Toute la zone située entre Diskit et Hunder – où se trouvent les fameux chameaux de Bactriane – forme une longue langue désertique qui longe la Siachen river – qui serpente au pied du Karakoram  après avoir pris sa source au Siachen glacier, au bord de laquelle – miracle de l’eau – se présente une opulente oasis où poussent à foison saules et peupliers ainsi que des abricotiers. On y cultive aussi du blé et de l’orge mais aussi toutes sortes de légumes.
Je ne peux m’empêcher de me remémorer un souvenir vieux de quarante ans, les dunes à Zagora, au Maroc, où nous avions passé la journée à lire, assis dans la piscine de l’hôtel en attendant la nuit pour reprendre la route et fuir cette chaleur de braise. Hôtel 4 étoiles, certes, mais l’électricité étant coupée en journée, la climatisation ne fonctionnait pas.
Mais ici, pas de chaleur de braise, et les dunes ne sont pas très hautes. Le sable en est si fin, si blanc qu’il semble former des monticules de farine disséminés tout le long de cette oasis.

Les chameaux de Bactriane

Quand la Chine a envahi le Tibet en 1950, elle a aussi envahi l’ancien Turkestan oriental, coupant la route aux caravanes. Et les magnifiques chameaux de Bactriane n’ont jamais pu regagner le désert de Gobi.
Abandonnés là, au pied du Karakoram, ils sont devenus “sauvages” et se sont multipliés jusqu’à ce que l’Inde s’aperçoive qu’elle pourrait les vendre aux zoos et les expédier aussi sur les plages de Goa et même du Kérala – oui, oui, j’en ai vu – ou… d’ailleurs pour promener les touristes en mal de distractions.
Mais à Hunder est leur vraie place.
Nous ne faisons que quelques photos en souvenir et pour la frime avec les copains indiens, car le prix demandé pour un tour nous semble beaucoup trop élevé pour seulement un court aller-retour dans le sable. Mais monter sur un chameau s’avère moins facile qu’enfourcher un vélo quand on n’est plus très jeune… Et puis, quand il se relève ou s’agenouille, on se demande si l’on ne va pas être projeté… Soudain, une horde d’Israéliens surgie de nulle part se rue bruyamment sur les chameliers chacun voulant faire un tour à dos de chameau. Cela nous prouve que les autochtones auraient tort de ne pas faire leur beurre sur le dos des chameaux, euh, pardon, sur le dos des touristes.

Le monastère de Diskit

Le monastère de Diskit, quant à lui, ne nous laissera pas un souvenir impérissable, mais la vue de là-haut, embrassant toute la vallée à 360°, vaut à elle seule la visite.
L’attraction touristique se focalise sur l’immense statue du Bouddha Maitreya. haute de 32 mètres. On lui attribue le pouvoir de protéger le village et la région, mais aussi d’éviter une nouvelle guerre avec le Pakistan. On peut l’apercevoir à des kilomètres à la ronde.

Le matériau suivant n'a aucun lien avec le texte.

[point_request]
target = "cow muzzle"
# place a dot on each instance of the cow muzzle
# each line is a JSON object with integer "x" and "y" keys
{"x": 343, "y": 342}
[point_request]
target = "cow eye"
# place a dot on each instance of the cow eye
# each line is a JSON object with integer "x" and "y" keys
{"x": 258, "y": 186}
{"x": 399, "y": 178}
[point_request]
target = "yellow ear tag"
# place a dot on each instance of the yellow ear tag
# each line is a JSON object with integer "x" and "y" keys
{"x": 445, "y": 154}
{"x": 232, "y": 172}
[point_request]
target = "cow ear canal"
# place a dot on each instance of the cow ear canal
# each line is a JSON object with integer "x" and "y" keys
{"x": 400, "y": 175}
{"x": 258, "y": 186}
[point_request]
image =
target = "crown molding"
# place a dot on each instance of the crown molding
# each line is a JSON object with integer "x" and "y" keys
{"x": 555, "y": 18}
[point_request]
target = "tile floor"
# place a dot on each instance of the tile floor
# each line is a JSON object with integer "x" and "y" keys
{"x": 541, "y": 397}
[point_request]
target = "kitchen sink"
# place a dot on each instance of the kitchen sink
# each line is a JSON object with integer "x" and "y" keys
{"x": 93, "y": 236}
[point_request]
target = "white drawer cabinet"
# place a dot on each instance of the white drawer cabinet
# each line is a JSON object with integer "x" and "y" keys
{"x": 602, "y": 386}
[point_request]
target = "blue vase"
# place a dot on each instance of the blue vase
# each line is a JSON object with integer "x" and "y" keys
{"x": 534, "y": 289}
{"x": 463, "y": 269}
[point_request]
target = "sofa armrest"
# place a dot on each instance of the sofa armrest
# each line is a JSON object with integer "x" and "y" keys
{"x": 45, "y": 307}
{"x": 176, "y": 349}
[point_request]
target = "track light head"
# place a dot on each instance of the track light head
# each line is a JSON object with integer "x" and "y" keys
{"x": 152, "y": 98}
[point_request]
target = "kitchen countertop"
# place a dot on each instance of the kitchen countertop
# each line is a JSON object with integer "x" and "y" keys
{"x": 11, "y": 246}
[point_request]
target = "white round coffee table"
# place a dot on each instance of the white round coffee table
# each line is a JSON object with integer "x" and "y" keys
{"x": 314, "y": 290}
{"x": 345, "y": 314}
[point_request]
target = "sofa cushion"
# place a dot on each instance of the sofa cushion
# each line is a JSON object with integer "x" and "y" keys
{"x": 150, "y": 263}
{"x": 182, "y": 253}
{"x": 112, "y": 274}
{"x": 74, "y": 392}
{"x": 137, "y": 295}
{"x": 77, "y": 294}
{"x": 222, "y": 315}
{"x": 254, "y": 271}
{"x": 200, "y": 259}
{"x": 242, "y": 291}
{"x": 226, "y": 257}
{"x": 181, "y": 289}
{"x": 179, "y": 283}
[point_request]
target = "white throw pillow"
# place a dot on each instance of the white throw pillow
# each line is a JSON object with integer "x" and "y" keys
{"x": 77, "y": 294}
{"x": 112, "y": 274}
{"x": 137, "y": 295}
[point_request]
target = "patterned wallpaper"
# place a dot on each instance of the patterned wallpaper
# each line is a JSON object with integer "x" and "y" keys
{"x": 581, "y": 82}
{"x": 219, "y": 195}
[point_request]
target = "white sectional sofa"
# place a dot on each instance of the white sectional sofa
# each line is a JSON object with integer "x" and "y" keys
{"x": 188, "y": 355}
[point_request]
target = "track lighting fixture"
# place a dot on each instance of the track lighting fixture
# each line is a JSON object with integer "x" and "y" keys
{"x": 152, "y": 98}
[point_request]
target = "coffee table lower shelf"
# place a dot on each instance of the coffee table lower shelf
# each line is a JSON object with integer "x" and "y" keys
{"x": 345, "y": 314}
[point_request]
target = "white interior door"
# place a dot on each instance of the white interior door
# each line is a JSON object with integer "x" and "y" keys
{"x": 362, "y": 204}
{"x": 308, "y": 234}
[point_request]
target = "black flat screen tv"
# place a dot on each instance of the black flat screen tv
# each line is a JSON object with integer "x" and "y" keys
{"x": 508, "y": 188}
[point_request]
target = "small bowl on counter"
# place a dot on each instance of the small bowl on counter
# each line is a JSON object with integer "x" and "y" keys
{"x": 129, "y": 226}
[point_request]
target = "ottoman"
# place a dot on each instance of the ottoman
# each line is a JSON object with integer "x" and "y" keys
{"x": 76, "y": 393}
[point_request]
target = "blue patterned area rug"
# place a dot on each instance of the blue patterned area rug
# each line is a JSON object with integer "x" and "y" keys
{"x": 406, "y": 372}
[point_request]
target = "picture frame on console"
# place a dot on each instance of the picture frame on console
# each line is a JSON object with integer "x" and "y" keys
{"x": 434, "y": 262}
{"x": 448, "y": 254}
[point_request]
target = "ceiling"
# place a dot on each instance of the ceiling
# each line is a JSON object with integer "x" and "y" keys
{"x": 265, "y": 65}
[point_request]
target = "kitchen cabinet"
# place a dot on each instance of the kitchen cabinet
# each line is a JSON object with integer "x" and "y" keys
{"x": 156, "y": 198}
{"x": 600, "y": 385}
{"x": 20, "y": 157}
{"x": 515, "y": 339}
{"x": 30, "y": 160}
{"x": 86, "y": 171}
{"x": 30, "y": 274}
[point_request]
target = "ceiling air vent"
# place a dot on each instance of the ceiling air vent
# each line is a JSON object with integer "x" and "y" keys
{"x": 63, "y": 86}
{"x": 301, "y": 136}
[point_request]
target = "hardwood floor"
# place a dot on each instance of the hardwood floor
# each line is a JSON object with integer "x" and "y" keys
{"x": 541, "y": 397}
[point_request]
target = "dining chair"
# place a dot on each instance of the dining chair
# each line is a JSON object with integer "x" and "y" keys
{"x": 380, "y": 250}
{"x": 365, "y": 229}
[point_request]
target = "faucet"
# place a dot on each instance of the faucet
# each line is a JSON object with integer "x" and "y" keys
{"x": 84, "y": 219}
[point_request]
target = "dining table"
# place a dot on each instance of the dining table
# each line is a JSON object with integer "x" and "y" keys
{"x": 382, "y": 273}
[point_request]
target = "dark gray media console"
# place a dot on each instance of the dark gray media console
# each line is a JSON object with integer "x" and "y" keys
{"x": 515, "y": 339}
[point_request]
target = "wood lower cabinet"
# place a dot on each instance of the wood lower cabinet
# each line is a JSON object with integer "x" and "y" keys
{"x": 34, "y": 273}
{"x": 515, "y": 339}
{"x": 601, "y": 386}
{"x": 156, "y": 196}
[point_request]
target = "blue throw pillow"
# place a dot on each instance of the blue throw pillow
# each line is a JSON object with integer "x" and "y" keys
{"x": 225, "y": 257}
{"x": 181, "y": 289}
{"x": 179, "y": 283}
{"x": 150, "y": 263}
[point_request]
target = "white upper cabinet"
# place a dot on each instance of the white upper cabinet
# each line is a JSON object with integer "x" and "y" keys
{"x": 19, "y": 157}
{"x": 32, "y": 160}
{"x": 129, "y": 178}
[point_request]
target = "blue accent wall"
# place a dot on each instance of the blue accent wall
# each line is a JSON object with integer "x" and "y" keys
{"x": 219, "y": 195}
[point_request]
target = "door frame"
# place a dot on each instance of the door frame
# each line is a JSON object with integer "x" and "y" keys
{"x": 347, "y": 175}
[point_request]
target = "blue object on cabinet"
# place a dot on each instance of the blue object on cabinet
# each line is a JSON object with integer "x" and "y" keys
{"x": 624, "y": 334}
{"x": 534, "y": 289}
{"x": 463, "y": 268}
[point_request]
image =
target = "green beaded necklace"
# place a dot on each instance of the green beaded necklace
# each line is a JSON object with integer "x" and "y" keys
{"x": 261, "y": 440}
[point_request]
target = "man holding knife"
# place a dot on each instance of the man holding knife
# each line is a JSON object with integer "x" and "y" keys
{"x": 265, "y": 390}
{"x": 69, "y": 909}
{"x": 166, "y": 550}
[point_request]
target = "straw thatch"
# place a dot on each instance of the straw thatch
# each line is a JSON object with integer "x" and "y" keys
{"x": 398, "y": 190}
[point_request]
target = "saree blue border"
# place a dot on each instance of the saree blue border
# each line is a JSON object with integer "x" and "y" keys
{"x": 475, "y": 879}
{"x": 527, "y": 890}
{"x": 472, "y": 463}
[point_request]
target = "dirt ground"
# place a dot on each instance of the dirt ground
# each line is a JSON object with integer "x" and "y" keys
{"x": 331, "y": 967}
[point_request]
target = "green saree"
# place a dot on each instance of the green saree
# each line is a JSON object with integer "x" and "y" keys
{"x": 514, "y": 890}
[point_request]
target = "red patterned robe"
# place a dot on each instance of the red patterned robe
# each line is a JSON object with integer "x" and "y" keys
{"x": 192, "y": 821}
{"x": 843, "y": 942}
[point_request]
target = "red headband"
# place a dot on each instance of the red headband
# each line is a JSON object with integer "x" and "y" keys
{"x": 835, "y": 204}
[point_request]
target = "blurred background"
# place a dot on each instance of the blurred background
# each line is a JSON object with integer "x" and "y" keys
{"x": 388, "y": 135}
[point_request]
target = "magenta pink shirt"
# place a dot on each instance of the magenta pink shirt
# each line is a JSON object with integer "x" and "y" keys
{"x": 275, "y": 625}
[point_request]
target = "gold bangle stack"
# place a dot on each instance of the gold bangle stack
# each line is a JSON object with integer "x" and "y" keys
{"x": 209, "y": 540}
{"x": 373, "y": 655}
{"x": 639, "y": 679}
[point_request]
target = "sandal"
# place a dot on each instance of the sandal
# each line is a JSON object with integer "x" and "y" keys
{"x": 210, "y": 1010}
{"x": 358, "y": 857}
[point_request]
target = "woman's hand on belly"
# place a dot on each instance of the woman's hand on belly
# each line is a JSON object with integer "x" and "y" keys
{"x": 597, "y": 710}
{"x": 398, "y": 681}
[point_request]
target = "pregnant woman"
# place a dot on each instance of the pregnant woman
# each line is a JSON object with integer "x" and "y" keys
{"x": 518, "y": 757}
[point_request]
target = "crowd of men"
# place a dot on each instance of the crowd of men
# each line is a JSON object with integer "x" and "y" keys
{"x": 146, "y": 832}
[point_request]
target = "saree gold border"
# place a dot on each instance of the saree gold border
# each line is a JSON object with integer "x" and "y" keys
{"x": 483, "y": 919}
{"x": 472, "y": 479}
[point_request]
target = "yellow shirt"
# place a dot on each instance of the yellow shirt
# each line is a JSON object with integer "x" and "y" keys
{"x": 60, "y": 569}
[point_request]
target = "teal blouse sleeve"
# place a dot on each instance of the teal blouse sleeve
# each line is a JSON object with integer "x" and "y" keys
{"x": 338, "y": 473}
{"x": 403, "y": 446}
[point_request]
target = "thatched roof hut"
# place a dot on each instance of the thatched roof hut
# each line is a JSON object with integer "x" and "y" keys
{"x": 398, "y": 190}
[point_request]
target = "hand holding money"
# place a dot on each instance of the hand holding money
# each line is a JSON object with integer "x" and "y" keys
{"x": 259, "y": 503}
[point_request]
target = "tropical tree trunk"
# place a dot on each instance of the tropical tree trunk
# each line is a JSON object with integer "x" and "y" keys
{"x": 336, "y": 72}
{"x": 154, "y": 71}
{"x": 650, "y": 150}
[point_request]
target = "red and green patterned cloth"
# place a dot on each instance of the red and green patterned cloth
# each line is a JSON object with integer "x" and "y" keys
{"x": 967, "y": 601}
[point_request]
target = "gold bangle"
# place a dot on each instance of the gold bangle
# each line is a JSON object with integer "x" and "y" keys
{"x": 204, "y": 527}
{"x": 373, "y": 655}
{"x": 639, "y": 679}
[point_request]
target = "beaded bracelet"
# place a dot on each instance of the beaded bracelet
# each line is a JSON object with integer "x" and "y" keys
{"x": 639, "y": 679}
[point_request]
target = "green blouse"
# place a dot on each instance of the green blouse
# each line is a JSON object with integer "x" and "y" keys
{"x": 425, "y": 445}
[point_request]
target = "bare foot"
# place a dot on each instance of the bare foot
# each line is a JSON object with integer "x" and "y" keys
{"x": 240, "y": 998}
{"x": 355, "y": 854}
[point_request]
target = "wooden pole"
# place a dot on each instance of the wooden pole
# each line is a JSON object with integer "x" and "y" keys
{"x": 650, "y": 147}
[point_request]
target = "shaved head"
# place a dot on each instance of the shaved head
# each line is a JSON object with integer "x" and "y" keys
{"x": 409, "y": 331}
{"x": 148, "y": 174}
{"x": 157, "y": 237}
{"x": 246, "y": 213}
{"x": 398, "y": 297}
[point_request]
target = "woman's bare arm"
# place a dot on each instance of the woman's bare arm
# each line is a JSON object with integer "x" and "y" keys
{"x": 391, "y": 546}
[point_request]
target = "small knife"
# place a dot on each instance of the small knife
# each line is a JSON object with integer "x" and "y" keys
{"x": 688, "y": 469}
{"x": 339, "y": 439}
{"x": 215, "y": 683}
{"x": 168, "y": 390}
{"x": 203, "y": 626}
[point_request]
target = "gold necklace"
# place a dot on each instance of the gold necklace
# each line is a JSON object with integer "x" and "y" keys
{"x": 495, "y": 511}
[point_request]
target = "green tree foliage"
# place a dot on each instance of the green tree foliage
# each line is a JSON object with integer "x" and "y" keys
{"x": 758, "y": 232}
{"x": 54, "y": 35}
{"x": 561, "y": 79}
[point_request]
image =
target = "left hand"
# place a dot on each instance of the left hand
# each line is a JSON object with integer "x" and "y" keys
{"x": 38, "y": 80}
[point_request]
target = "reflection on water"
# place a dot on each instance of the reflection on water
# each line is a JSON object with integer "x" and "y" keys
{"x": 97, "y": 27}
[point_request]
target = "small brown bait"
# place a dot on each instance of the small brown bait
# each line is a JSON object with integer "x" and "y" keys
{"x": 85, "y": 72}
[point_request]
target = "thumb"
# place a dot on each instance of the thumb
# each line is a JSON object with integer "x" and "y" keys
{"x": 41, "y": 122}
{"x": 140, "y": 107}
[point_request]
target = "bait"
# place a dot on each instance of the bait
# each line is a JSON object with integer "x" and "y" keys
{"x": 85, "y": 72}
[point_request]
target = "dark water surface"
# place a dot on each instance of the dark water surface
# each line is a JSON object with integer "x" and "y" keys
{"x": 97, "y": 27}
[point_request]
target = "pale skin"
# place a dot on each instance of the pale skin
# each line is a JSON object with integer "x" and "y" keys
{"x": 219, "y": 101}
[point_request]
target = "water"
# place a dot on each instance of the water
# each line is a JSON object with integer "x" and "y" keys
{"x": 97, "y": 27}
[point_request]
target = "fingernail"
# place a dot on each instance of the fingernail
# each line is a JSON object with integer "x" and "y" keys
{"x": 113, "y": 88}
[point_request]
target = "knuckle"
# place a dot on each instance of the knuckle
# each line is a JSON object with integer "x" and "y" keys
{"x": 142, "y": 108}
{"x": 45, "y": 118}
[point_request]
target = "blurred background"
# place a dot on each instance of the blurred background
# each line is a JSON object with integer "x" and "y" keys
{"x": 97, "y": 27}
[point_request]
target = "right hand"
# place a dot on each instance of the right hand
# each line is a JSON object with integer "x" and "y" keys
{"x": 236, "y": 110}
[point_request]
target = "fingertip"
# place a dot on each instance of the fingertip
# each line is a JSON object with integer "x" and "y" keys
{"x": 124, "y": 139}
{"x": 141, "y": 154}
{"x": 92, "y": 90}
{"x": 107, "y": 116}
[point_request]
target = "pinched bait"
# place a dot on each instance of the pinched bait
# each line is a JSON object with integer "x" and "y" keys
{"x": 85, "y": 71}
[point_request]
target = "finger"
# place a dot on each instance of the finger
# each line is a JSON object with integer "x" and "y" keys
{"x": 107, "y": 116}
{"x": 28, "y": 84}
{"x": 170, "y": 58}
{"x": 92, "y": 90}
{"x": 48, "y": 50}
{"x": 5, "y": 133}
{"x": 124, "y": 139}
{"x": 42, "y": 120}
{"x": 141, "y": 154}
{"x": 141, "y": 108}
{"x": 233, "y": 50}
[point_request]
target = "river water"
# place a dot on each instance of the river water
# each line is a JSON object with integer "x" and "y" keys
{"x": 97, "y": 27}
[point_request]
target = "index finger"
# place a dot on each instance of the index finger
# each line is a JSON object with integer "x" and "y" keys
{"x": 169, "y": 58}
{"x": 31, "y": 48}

Après quoi nous regagnons Leh par le Khardung-La en traversant des paysages extra-planétaires de toute beauté.
Presque en arrivant au sommet, en allant marquer notre territoire comme des chiens sauvages, nous découvrons par centaines ces campanules violettes inviolées et inviolables dissimulées aux regards par leur environnement rocailleux.